I see the lack of offensive development as a huge issue. I don't know about you all, but I would much rather hit 5 winners than wait for 5 errors 10+ feet behind the baseline. The problem is, I am 400+ miles away from my private coach, and developing without working together on court is so hard. I can hear one thing and understand it, but application is an entirely different battle.

Quote:
Originally Posted by lstewart View Post
Gino, I also agree that you just described tennis in general, and not just college tennis. I've got a 16 year old son that plays tournaments and hopes to play in college. The game you described is what has developed over the years with poly string, grip changes for more extreme topspin, racket development, etc. When i played college and open tennis 30 plus years ago, most of the elite players I went up against were serve and volley, get to the net as quick as you can. These guys came in on every first and second serve. I was more of a grinder then, so I was having to hit a good return and then a passing shot on the second ball, every point, all day. I agree that to many players the serve and volley is a lost art, but it is tough to handle the monster spin dipping returns. Doubles is the place to show more of the touch and variation you mentioned. You can chip, lob, attack, all the things that are difficult in singles. I have found that alot of the modern players have problems with my more classic game. I hit hard low biting slice backhands and approaches. The topspin group can struggle with these shots it they are hit at sharp angles and stay low. But at any time, no mater what the style of play, doing what it takes to do to win has been the goal. You can choose to play a style you prefer, but ultimately if you are not winning, you may not be in the line-up. I played for a strong NAIA program in the day, and I usually felt more pressure to win all the challenge matches on the team than the actual dual matches. We had lots of very good players not getting to play, so our off days from actual events, we had to compete for our spots with teammates. Just play a style you enjoy, do your best, and have fun. Whatever issues you have now, 30 years from now you will probably remember these days as great fun.
Awesome advice, I appreciate this.

Tennis is indeed changing at every level and most likely instruction is changing with the modern game. I think the reason I am referring to the college tennis arena is because that is where I am at in my playing career. But I also believe in the junior game and on the adult circuit that there is more variety, and I did come from a very strong section of our country. At the junior level a coach can acknowledge strength and weakness and formulate playing styles based on these indicators. Furthermore, I also think that there is much more opportunity for a player to have freedom in their tennis outside of the college setting.
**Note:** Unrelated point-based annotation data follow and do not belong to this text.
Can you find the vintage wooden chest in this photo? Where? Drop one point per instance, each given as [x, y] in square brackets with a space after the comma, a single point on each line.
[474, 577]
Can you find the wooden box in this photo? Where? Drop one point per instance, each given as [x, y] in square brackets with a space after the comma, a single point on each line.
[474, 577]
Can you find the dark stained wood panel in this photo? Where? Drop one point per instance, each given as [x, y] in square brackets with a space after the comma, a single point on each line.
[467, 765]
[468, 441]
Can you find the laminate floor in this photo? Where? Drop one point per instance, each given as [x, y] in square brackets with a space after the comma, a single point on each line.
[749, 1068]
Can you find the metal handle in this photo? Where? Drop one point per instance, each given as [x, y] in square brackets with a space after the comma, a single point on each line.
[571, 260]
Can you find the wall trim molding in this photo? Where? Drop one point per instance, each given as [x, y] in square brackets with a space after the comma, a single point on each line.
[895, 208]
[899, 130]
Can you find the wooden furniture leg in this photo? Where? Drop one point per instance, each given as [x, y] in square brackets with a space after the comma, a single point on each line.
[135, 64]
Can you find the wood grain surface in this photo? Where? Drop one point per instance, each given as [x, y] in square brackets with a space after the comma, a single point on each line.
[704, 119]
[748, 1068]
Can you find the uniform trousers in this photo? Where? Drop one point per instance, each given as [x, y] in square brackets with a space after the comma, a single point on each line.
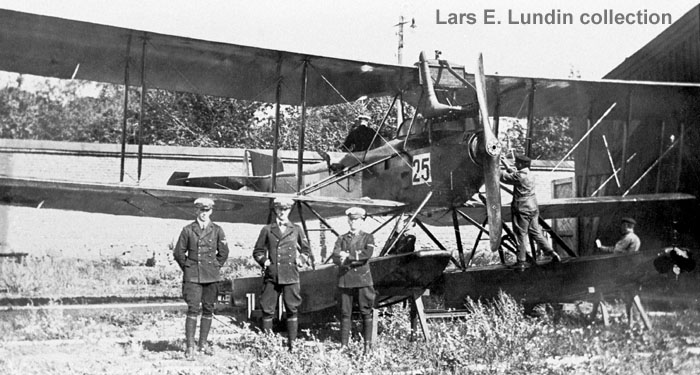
[291, 297]
[200, 298]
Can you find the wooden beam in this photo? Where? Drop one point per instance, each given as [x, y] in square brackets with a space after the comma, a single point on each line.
[418, 316]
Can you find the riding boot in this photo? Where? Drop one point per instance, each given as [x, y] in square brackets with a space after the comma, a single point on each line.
[368, 325]
[292, 326]
[267, 325]
[190, 329]
[204, 326]
[345, 326]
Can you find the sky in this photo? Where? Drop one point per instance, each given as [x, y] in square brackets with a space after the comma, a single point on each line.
[366, 30]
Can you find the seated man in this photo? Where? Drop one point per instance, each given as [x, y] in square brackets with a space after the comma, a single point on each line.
[628, 243]
[360, 137]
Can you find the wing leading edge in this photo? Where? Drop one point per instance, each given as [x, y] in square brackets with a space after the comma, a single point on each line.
[62, 48]
[172, 202]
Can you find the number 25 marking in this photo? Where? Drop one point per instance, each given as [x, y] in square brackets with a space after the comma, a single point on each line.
[421, 169]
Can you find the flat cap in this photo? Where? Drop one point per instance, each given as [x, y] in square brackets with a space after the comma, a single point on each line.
[355, 212]
[204, 202]
[628, 220]
[283, 202]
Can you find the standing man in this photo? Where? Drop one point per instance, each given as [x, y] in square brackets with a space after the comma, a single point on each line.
[200, 252]
[351, 253]
[629, 242]
[281, 249]
[525, 211]
[360, 137]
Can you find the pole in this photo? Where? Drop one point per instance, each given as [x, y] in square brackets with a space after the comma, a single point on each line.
[680, 157]
[276, 130]
[661, 150]
[399, 53]
[126, 107]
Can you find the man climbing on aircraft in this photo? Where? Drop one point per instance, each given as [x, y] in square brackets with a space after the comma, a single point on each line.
[525, 211]
[351, 253]
[360, 137]
[281, 249]
[628, 243]
[200, 252]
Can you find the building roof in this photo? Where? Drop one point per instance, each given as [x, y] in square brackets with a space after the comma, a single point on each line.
[670, 57]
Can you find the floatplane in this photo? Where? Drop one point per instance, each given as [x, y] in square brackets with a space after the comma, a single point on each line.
[431, 171]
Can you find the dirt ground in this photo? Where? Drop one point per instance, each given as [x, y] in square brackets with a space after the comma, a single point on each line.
[150, 348]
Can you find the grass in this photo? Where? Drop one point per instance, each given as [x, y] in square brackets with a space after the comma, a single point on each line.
[495, 338]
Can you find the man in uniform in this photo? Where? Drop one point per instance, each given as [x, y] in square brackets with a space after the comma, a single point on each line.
[360, 137]
[201, 250]
[628, 243]
[351, 253]
[281, 249]
[525, 211]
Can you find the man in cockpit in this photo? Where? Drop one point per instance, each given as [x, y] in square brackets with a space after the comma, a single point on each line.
[360, 137]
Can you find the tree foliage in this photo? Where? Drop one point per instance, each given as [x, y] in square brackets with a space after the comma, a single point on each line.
[62, 112]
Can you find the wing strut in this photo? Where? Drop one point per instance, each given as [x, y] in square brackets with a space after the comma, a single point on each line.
[407, 224]
[302, 126]
[126, 107]
[143, 101]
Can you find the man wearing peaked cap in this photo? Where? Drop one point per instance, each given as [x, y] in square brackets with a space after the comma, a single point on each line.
[629, 242]
[525, 211]
[360, 136]
[351, 253]
[283, 202]
[204, 202]
[356, 213]
[281, 249]
[201, 251]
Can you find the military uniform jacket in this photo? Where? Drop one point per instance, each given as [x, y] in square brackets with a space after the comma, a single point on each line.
[629, 243]
[201, 252]
[282, 250]
[524, 199]
[354, 272]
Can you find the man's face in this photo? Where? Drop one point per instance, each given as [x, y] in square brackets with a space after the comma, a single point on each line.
[354, 222]
[282, 213]
[203, 213]
[626, 228]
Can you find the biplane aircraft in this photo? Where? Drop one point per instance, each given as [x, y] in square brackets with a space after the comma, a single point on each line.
[431, 170]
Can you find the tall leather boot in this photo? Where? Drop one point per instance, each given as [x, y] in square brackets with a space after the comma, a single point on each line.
[345, 327]
[267, 325]
[190, 329]
[368, 322]
[292, 326]
[204, 326]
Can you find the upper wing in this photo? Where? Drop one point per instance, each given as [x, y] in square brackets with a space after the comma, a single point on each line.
[509, 96]
[167, 202]
[61, 48]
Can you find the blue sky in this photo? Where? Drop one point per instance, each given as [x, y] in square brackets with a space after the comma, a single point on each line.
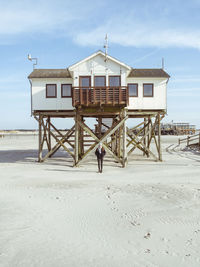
[60, 33]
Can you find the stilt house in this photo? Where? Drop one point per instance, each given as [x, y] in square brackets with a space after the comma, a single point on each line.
[105, 88]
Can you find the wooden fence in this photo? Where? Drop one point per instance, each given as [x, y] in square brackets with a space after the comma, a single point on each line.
[100, 95]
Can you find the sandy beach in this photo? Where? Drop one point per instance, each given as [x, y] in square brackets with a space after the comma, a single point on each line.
[51, 214]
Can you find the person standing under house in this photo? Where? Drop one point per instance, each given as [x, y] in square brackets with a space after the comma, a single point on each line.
[100, 153]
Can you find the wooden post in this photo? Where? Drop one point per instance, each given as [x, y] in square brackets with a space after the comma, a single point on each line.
[49, 135]
[188, 140]
[40, 138]
[199, 139]
[149, 134]
[124, 140]
[159, 139]
[99, 126]
[76, 145]
[81, 139]
[145, 131]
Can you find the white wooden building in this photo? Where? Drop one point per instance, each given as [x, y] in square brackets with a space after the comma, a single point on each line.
[54, 89]
[99, 86]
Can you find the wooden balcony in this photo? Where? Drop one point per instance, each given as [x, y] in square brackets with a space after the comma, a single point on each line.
[95, 96]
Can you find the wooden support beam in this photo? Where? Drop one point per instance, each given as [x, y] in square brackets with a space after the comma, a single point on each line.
[102, 140]
[76, 152]
[49, 135]
[40, 138]
[58, 145]
[159, 138]
[124, 140]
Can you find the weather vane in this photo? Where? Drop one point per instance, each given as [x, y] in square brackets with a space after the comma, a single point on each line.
[31, 59]
[106, 46]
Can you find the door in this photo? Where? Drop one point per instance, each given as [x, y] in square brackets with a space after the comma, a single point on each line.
[85, 88]
[114, 89]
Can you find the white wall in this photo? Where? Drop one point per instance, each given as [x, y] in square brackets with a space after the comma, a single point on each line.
[97, 66]
[158, 101]
[39, 100]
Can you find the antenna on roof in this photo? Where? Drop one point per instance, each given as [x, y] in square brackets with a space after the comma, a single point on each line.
[31, 59]
[106, 46]
[163, 63]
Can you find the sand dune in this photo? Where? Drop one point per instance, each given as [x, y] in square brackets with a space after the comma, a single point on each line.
[54, 215]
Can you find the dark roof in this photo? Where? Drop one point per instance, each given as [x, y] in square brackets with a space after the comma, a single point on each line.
[157, 73]
[50, 73]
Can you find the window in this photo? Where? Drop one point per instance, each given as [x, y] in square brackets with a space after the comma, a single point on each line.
[85, 81]
[100, 81]
[51, 91]
[114, 81]
[148, 89]
[66, 90]
[133, 89]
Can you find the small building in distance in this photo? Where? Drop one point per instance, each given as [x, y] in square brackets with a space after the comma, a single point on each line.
[178, 128]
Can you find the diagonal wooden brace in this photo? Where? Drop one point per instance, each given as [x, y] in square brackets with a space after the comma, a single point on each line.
[102, 139]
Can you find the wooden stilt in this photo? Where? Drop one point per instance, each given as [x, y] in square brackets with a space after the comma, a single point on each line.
[49, 135]
[124, 140]
[145, 131]
[40, 138]
[149, 135]
[76, 152]
[159, 138]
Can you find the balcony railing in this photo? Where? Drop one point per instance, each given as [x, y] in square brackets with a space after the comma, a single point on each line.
[88, 96]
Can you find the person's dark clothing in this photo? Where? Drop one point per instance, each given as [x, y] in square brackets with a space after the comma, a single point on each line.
[100, 153]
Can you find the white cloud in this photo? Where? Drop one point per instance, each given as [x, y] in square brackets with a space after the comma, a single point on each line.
[131, 32]
[87, 22]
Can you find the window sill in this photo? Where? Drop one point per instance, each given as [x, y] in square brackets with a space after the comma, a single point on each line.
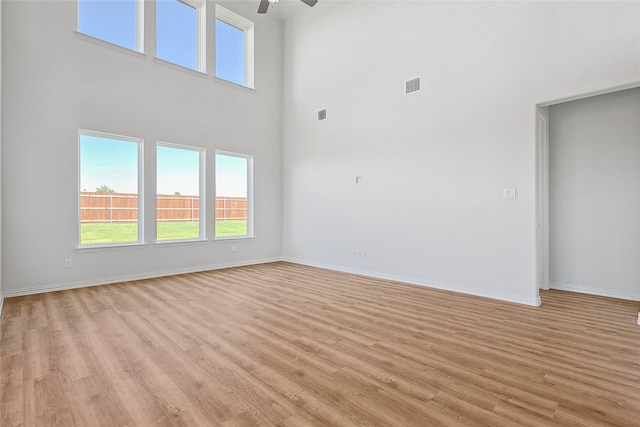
[113, 46]
[179, 242]
[233, 84]
[110, 247]
[226, 239]
[179, 67]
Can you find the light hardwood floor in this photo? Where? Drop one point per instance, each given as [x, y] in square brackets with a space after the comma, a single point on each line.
[283, 344]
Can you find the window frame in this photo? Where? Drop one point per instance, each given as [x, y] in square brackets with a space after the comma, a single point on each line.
[201, 35]
[140, 183]
[247, 26]
[139, 28]
[202, 190]
[250, 214]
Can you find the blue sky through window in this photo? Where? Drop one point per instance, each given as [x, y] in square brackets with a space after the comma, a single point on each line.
[230, 53]
[177, 33]
[110, 162]
[231, 176]
[178, 170]
[113, 21]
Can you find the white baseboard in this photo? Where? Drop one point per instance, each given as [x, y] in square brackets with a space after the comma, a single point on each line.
[593, 291]
[126, 278]
[430, 284]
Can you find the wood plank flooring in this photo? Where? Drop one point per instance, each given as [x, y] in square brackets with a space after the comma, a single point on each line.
[287, 345]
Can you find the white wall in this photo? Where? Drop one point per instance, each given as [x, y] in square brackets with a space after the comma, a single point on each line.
[435, 163]
[1, 294]
[57, 82]
[594, 195]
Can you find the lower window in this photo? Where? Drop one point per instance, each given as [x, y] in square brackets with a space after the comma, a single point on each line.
[233, 217]
[109, 189]
[178, 179]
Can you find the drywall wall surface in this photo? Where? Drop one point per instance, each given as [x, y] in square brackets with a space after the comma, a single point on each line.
[57, 82]
[429, 207]
[1, 294]
[594, 195]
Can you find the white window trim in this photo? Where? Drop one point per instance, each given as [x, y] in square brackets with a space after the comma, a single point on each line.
[141, 215]
[139, 28]
[250, 231]
[247, 26]
[202, 181]
[201, 39]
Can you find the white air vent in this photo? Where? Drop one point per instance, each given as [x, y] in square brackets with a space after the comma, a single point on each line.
[411, 86]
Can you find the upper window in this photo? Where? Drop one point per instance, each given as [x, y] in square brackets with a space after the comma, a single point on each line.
[234, 47]
[110, 182]
[118, 22]
[180, 32]
[234, 185]
[179, 192]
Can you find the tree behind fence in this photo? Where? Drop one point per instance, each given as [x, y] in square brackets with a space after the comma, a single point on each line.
[123, 208]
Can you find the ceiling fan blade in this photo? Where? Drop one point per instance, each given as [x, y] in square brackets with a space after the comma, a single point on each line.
[264, 6]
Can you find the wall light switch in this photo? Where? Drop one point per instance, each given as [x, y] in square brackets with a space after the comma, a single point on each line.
[509, 193]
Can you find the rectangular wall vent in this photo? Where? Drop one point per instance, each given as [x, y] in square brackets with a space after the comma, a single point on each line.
[411, 86]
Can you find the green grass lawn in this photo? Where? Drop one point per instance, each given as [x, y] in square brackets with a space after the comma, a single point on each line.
[94, 234]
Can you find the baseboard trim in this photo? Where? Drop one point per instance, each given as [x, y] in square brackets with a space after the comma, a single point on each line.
[535, 302]
[592, 291]
[127, 278]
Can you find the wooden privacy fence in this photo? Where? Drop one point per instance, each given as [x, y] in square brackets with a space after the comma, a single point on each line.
[123, 208]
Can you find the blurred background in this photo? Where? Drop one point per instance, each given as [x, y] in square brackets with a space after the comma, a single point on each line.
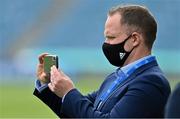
[72, 29]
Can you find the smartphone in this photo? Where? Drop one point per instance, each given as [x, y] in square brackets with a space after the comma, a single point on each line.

No matter what, tennis in college is about winning. Winning is huge - and maybe I got away with not winning all the time in the juniors because my game looks pretty. But, it's not about strokes looking great, it's about the score looking great. I think I can leverage some of the things I do well (like you talk about biting slices) against opponents who like to play stereotypical college ball, but I also think that mentally I am not strong enough to do this consistently. It's pretty damn difficult to hit 30 quality balls, but I think that's a good thing for me to work on as a player. Who knows, maybe in my late 20's I'll be really good at playing a more defensive player.

Again, thanks for the advice. It means a lot to me. I will be working on just playing tennis the way I like it. Hopefully that will yield some W'S.